Homeschooling seems to me like it would have rather variable outcomes —perhaps more so than public schools. Is that the case?
It seems like it. And to a desert dweller oceans would seem impossible.
Schools are designed for mass instruction. The original purpose of public schools was to raise the minimum level of education of the masses. They were never designed to nurture individual learning. The design of schools hasn't changed from the model for mass education.
Parents who want to tailor learning to their child won't get results at any stage that look like school. If school is used as some universal standard, the less the homeschooling looks like school, the more the parents will look like they're failing. But the more the parents understand the difference between the needs of mass instruction and the learning needs of their own child, the more they'll realize how nonsensical it is to use school as a measuring stick. They look directly at their children and their children's needs and help them where they are.
It would be like using the equipment, steps and standards that Wonder Bread uses to make their uniform squishy white bread to bake a loaf of whole wheat walnut bread. While also recognizing that Wonder Bread -- as do schools -- has a certain level of scrap that they expect to produce.
Where's the evidence that school-like learning is the gold standard? My husband is a college adjunct. He teaches remedial math to college students. The kids in his class aren't homeschooled students! These are public school students. He's teaching them what schools are failing to teach them.
Do you have any stats for how home schoolers perform on standardized testing?
There's National Home Education Research Institute (NHERI)
Research Facts on Homeschooling . They should have statistics.
Some homeschoolers try to recreate school at home. Some shoot for school standards in other ways. They're the ones who are more likely to take standardized tests. So standardized testing results of homeschoolers is self-selecting. Families who are homeschooling totally different from school aren't likely to see worth in standardized tests.

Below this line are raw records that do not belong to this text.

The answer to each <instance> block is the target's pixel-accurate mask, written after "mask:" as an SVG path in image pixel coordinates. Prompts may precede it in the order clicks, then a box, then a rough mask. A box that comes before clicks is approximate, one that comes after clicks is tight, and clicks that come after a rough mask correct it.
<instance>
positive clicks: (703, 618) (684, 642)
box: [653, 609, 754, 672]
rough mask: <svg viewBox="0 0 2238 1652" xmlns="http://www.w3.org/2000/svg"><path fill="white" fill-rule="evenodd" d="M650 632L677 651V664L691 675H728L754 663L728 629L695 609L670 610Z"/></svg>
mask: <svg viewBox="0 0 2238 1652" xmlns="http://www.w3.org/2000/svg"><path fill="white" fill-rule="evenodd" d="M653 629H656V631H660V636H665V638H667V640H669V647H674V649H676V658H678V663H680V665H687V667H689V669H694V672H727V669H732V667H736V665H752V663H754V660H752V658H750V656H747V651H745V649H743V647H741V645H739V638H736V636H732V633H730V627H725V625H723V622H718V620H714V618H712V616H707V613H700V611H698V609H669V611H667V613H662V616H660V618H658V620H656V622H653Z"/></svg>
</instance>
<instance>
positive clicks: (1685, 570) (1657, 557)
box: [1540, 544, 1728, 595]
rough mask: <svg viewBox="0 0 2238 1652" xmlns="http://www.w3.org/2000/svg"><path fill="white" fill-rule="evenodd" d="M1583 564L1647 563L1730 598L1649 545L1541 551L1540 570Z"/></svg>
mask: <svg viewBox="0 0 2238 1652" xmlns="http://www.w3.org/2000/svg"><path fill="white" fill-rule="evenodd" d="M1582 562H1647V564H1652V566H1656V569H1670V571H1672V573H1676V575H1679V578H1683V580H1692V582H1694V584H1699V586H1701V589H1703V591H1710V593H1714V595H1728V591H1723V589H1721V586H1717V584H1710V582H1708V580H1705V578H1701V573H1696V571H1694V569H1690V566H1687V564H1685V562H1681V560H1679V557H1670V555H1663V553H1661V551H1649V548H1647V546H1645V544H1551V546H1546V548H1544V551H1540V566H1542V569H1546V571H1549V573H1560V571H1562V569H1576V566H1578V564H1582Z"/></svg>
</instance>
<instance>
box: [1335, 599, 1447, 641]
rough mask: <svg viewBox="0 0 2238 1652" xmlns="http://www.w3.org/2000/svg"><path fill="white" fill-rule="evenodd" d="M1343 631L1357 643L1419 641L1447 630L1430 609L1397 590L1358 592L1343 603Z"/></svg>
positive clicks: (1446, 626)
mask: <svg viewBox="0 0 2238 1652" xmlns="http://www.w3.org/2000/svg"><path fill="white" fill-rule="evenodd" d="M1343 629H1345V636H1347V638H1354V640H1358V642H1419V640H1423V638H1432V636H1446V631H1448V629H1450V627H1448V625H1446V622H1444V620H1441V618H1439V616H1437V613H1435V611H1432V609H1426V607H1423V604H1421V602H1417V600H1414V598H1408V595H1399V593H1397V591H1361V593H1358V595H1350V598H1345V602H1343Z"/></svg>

My daughter whose homeschooling looked nothing like school took the SATs. All we did was go through the practice tests so she could get a feel for what it was like. We talked strategy like guessing when you could narrow the answers down to 2 and skipping the questions she had no idea on (since wrong answers are penalized.) It was her first ever test like that. She performed about the middle of the pack. She says she knows she could do better if she took it again.
So what did 12+ years of instruction do for the kids who had the same score or less that she got without all the supposedly necessary school preparation? Considering my husband's job teaching remedial math to college students, school instruction is harming many of them.
I changed the question details to 3rd-5th grade,out of respect for your answer.
Because the child in question is now a 3rd-5th grader? Or because this is a hypothetical child?
Hypothetical children don’t read. They’re mental constructs. All sorts of reasonable-sounding reasons why a hypothetical child isn’t reading could be made up. But do those reasons happen in reality? The reasons may sound possible, but that doesn’t mean they actually happen.
Why a child isn’t doing something is more important than what they’re not doing. Real children have real reasons that can be dug into and analyzed. Parents can tweak the environment to see what happens. On the other hand, hypothetical children have a creator making everything up to suit the answer they want for their question.